The Public Health Agency of Canada (PHAC) says COVID-related health restrictions and requirements are continually being reviewed to ensure they are up-to-date and relevant to protecting the health and safety of Canadians.
The agency says there are various reasons for the current passenger backlogs at Pearson Airport.
“As the volume of travelers increases, the Government of Canada has worked to boost efficiency and additional capacity at the border. However, travelers should still be prepared for potentially longer wait times and delays. “, said the agency in an email.
“We are aware that during peak hours waiting times for airport tests may be longer.”
PHAC says travelers arriving by air are encouraged to complete their ArriveCAN submission and pre-registration with test providers before travel to expedite their entry into Canada.
Meanwhile, the Canadian Air Transport Security Authority (CATSA) told CBC News on Thursday that at the start of the pandemic, it had nearly 7,400 screening officers across the country. That number has dropped to approximately 6,500 active, pre-certified screeners today.
“CATSA is targeting the hiring of approximately 1,000 screening officers this year, in addition to more than 1,200 recalled in 2021,” spokeswoman Suzanne Perseo wrote in an email.

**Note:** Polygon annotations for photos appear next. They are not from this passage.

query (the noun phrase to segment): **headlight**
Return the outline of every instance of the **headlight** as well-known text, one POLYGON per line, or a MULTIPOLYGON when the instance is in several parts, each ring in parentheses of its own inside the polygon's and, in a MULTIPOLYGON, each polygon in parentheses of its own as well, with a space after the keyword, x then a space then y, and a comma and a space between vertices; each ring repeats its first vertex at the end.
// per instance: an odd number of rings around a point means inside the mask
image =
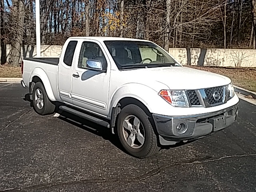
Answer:
POLYGON ((230 99, 235 96, 235 90, 234 89, 234 87, 233 86, 233 84, 232 83, 230 83, 228 86, 228 99, 230 99))
POLYGON ((188 97, 184 90, 161 90, 158 95, 174 107, 189 107, 188 97))

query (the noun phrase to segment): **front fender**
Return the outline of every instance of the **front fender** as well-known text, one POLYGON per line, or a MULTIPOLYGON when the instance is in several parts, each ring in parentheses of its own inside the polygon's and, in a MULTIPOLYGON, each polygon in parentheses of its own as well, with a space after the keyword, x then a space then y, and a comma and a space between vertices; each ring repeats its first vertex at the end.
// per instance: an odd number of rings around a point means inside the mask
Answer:
POLYGON ((109 117, 111 116, 113 108, 116 106, 119 101, 126 97, 132 97, 140 101, 150 113, 159 113, 161 109, 170 107, 170 105, 158 94, 152 88, 144 84, 132 83, 124 85, 118 88, 111 97, 109 102, 109 117))
POLYGON ((33 78, 35 76, 39 77, 42 80, 49 99, 52 101, 56 101, 56 100, 53 94, 49 78, 44 71, 39 67, 35 68, 30 74, 29 82, 32 82, 33 78))

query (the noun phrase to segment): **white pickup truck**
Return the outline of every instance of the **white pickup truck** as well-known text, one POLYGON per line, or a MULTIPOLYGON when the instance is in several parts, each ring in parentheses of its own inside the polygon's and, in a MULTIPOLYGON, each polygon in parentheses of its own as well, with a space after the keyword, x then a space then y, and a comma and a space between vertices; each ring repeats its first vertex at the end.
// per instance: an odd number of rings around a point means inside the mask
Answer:
POLYGON ((229 78, 183 67, 148 40, 70 38, 59 58, 24 58, 22 68, 37 113, 65 111, 105 126, 138 158, 209 136, 238 114, 229 78))

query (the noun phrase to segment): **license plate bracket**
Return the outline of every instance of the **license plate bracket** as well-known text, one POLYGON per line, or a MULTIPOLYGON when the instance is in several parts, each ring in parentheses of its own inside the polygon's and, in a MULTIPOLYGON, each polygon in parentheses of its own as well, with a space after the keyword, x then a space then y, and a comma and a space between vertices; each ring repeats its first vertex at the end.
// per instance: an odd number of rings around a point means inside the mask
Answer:
POLYGON ((218 131, 226 127, 226 118, 224 115, 220 115, 218 117, 211 118, 209 120, 210 123, 212 125, 213 131, 218 131))

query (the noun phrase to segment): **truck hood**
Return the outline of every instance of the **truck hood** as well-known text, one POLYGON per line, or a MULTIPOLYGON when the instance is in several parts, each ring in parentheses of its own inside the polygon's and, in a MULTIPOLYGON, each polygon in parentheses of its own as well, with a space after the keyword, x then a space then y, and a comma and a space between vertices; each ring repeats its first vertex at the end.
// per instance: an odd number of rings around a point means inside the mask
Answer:
POLYGON ((123 72, 127 72, 130 78, 132 77, 134 82, 143 82, 150 87, 152 81, 156 81, 165 84, 171 90, 208 88, 231 82, 225 76, 185 67, 142 68, 123 72))

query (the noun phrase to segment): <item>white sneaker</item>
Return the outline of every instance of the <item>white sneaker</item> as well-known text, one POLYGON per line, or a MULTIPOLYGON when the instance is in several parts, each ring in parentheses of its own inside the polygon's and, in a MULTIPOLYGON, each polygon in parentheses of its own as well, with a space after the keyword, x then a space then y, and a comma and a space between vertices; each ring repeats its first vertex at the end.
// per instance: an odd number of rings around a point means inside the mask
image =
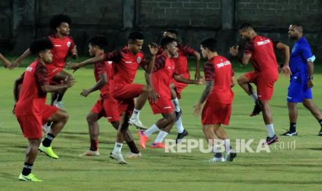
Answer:
POLYGON ((224 161, 225 161, 225 158, 224 158, 224 157, 221 157, 221 158, 213 157, 213 158, 211 158, 211 160, 209 160, 209 163, 217 163, 217 162, 224 162, 224 161))
POLYGON ((100 156, 100 152, 97 151, 87 150, 78 156, 100 156))
POLYGON ((55 107, 61 109, 62 109, 64 108, 64 105, 63 105, 62 101, 57 102, 57 101, 55 100, 53 102, 53 105, 55 106, 55 107))
POLYGON ((109 158, 116 160, 116 161, 118 161, 119 164, 121 164, 121 165, 127 164, 127 163, 124 160, 123 156, 122 156, 122 154, 120 153, 114 154, 113 152, 111 152, 109 154, 109 158))
POLYGON ((48 125, 47 122, 46 122, 45 125, 42 125, 42 129, 44 134, 46 135, 49 131, 49 129, 51 129, 51 126, 48 125))
POLYGON ((142 124, 141 120, 138 118, 129 118, 129 124, 132 125, 134 125, 136 129, 141 129, 141 130, 146 130, 147 128, 144 127, 144 125, 142 124))
POLYGON ((142 156, 142 154, 141 154, 141 152, 139 152, 139 153, 133 153, 132 152, 129 152, 129 153, 127 154, 125 158, 134 158, 141 157, 141 156, 142 156))

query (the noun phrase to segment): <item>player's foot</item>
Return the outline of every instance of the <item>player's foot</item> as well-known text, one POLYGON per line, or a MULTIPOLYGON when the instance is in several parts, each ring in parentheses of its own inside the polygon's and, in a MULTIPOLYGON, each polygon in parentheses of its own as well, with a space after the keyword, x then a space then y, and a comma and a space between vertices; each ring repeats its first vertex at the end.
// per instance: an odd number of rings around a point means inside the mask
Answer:
POLYGON ((297 136, 298 135, 298 133, 296 131, 288 131, 285 132, 284 134, 280 134, 281 136, 297 136))
POLYGON ((136 127, 136 129, 141 129, 141 130, 146 130, 147 128, 144 127, 144 125, 142 124, 141 120, 139 119, 135 119, 135 118, 129 118, 129 124, 134 125, 136 127))
POLYGON ((45 125, 42 125, 42 131, 44 132, 44 134, 46 135, 49 131, 49 129, 51 129, 51 126, 48 125, 46 122, 45 123, 45 125))
POLYGON ((42 182, 42 180, 38 179, 33 174, 29 174, 27 176, 23 175, 22 173, 19 176, 19 179, 24 181, 30 181, 30 182, 42 182))
POLYGON ((122 156, 120 153, 114 154, 113 152, 111 152, 109 154, 109 158, 116 160, 116 161, 118 161, 119 164, 121 164, 121 165, 127 164, 127 163, 124 160, 123 156, 122 156))
POLYGON ((163 149, 164 147, 166 147, 166 146, 162 143, 153 143, 151 145, 152 149, 156 149, 156 148, 163 149))
POLYGON ((145 145, 147 143, 147 140, 149 140, 149 137, 144 134, 144 131, 138 131, 138 145, 142 149, 145 149, 145 145))
POLYGON ((177 120, 178 120, 182 114, 182 110, 180 109, 180 111, 179 112, 175 111, 175 117, 177 118, 177 120))
POLYGON ((218 162, 224 162, 225 158, 224 157, 221 158, 217 158, 217 157, 213 157, 211 158, 211 160, 209 160, 209 163, 218 163, 218 162))
POLYGON ((253 117, 253 116, 257 116, 260 113, 260 111, 262 111, 262 109, 260 109, 260 106, 256 104, 254 107, 254 109, 253 110, 253 112, 251 112, 249 116, 253 117))
POLYGON ((46 147, 44 145, 42 145, 42 143, 40 144, 39 147, 38 149, 40 152, 42 152, 43 153, 46 154, 48 156, 51 157, 53 158, 57 159, 58 158, 58 156, 57 156, 53 151, 53 149, 51 147, 46 147))
POLYGON ((55 106, 57 108, 59 108, 59 109, 64 109, 64 105, 63 105, 62 101, 57 102, 57 101, 55 100, 53 102, 53 105, 55 106))
POLYGON ((270 138, 269 136, 266 137, 266 143, 265 144, 267 145, 271 145, 272 143, 274 143, 275 142, 278 141, 278 137, 277 137, 276 135, 274 135, 274 137, 270 138))
POLYGON ((322 136, 322 129, 321 129, 320 131, 319 131, 318 136, 322 136))
POLYGON ((78 156, 100 156, 100 152, 98 152, 98 150, 97 151, 87 150, 84 152, 83 154, 81 154, 78 156))
POLYGON ((141 152, 138 152, 138 153, 134 153, 134 152, 129 152, 129 153, 127 154, 127 156, 125 156, 125 158, 134 158, 141 157, 141 156, 142 156, 142 154, 141 154, 141 152))
POLYGON ((233 158, 237 156, 236 152, 233 149, 230 149, 225 154, 225 161, 233 161, 233 158))
POLYGON ((188 131, 186 129, 184 129, 182 133, 178 134, 178 136, 177 136, 177 138, 175 140, 175 143, 178 144, 178 143, 180 143, 181 140, 187 135, 188 135, 188 131))

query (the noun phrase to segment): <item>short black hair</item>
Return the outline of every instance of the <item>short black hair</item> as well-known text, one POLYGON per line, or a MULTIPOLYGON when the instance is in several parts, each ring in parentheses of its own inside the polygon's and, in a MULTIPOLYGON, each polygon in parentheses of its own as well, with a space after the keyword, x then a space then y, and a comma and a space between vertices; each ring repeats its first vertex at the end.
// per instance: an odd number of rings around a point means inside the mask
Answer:
POLYGON ((130 40, 144 39, 144 36, 138 31, 133 31, 129 34, 128 39, 130 40))
POLYGON ((174 30, 174 29, 167 29, 167 30, 166 30, 166 32, 175 34, 177 36, 178 35, 178 32, 177 30, 174 30))
POLYGON ((217 52, 217 40, 214 38, 208 38, 202 42, 202 47, 207 48, 211 52, 217 52))
POLYGON ((29 50, 33 55, 37 55, 40 51, 52 48, 53 44, 48 39, 35 39, 31 43, 30 46, 29 46, 29 50))
POLYGON ((91 46, 97 46, 101 49, 104 49, 109 44, 107 39, 103 35, 95 35, 89 40, 89 44, 91 46))
POLYGON ((68 23, 71 24, 71 19, 66 15, 55 15, 51 17, 49 25, 51 29, 56 29, 62 23, 68 23))
POLYGON ((161 45, 162 48, 166 48, 168 44, 172 43, 172 42, 177 42, 177 40, 174 38, 165 37, 161 39, 161 45))
POLYGON ((253 29, 253 26, 249 23, 242 23, 239 28, 240 30, 249 30, 249 29, 253 29))

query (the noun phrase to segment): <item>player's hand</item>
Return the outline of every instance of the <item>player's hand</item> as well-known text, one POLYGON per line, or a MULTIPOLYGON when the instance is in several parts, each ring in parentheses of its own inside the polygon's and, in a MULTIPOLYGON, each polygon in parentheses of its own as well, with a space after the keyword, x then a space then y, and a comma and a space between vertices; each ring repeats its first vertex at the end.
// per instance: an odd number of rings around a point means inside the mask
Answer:
POLYGON ((73 73, 75 72, 80 68, 79 64, 78 63, 71 63, 68 62, 66 65, 66 69, 67 70, 73 70, 73 73))
POLYGON ((18 66, 19 64, 20 64, 19 62, 15 61, 12 63, 11 63, 10 65, 8 66, 8 68, 10 70, 12 70, 12 69, 15 69, 15 67, 18 66))
POLYGON ((64 80, 64 84, 66 84, 67 88, 72 87, 76 82, 76 80, 73 77, 66 77, 66 79, 64 80))
POLYGON ((307 87, 309 88, 312 88, 314 87, 313 85, 313 80, 307 80, 307 87))
POLYGON ((159 51, 159 48, 160 48, 160 46, 159 46, 156 43, 154 43, 154 42, 152 42, 152 45, 148 45, 149 46, 149 49, 150 49, 150 53, 151 53, 151 55, 156 55, 156 53, 158 53, 159 51))
POLYGON ((229 48, 229 53, 233 56, 238 55, 238 46, 233 46, 229 48))
POLYGON ((282 72, 284 73, 284 75, 285 75, 287 76, 289 76, 289 75, 292 75, 291 69, 289 69, 289 66, 283 66, 282 72))
POLYGON ((199 116, 200 113, 202 113, 202 104, 198 102, 193 106, 193 107, 195 108, 195 111, 193 111, 193 115, 197 117, 199 116))
POLYGON ((90 89, 84 89, 82 92, 80 93, 80 96, 82 96, 84 97, 87 97, 89 96, 89 93, 91 93, 90 89))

“Hiring efforts were launched last year, we provided additional classrooms to support greater training capacity. Training and certification can take weeks. We have also placed pre-certified screening officers in screening queues and on screening lines in non-screening functions to optimize resources.”
Toronto can’t afford it. Canada, and we, cannot afford it.– Edwin Frizzell, General Manager, Fairmont Royal York, Toronto
The Greater Toronto Airports Authority (GTAA) says there is an urgent need to ensure that the CBSA and CATSA at Toronto Pearson airport have personnel to handle passenger loads and recovery.
“We are therefore delighted that the federal government has established industry task forces and ask that they act quickly to develop solutions for a successful summer,” spokeswoman Rachel Bertone wrote in an e-mail on Thursday. -mail.
Edwin Frizzell, general manager of the Fairmont Royal York, says Toronto gives visitors their very first impression of Canada, adding that “at the moment our first impression unfortunately lets us down” due to the many challenges guests and visitors face. are facing the Pearson Airport.
“I fear that this bad first impression will keep people from returning to Canada or that stories of bad experiences here at the Toronto airport will force travelers to consider other places and destinations instead,” a- he declared.
“Toronto can’t afford it. Canada, and we, can’t afford it.”
Frizzell says the federal government should act urgently to address the challenges currently plaguing airports across the country.
“From what I hear from my counterparts across the country, this is no exception. Instead, long wait times and issues at airports hamper the traveler experience in Montreal. , Vancouver and Calgary,” he said.
Wendy Paradis, president of the Association of Canadian Travel Agencies (ACTA), says the association has received reports of travelers canceling reservations or postponing travel due to airport delays. This, she says, creates an additional obstacle to recovery efforts.
She says the future of tourism and Toronto’s tourism industry hangs in the balance.
“Our industry has suffered enough,” Paradis said.
“It is time for the government to address the resource shortages and finally remove the old COVID-19 policies that are only slowing us down.”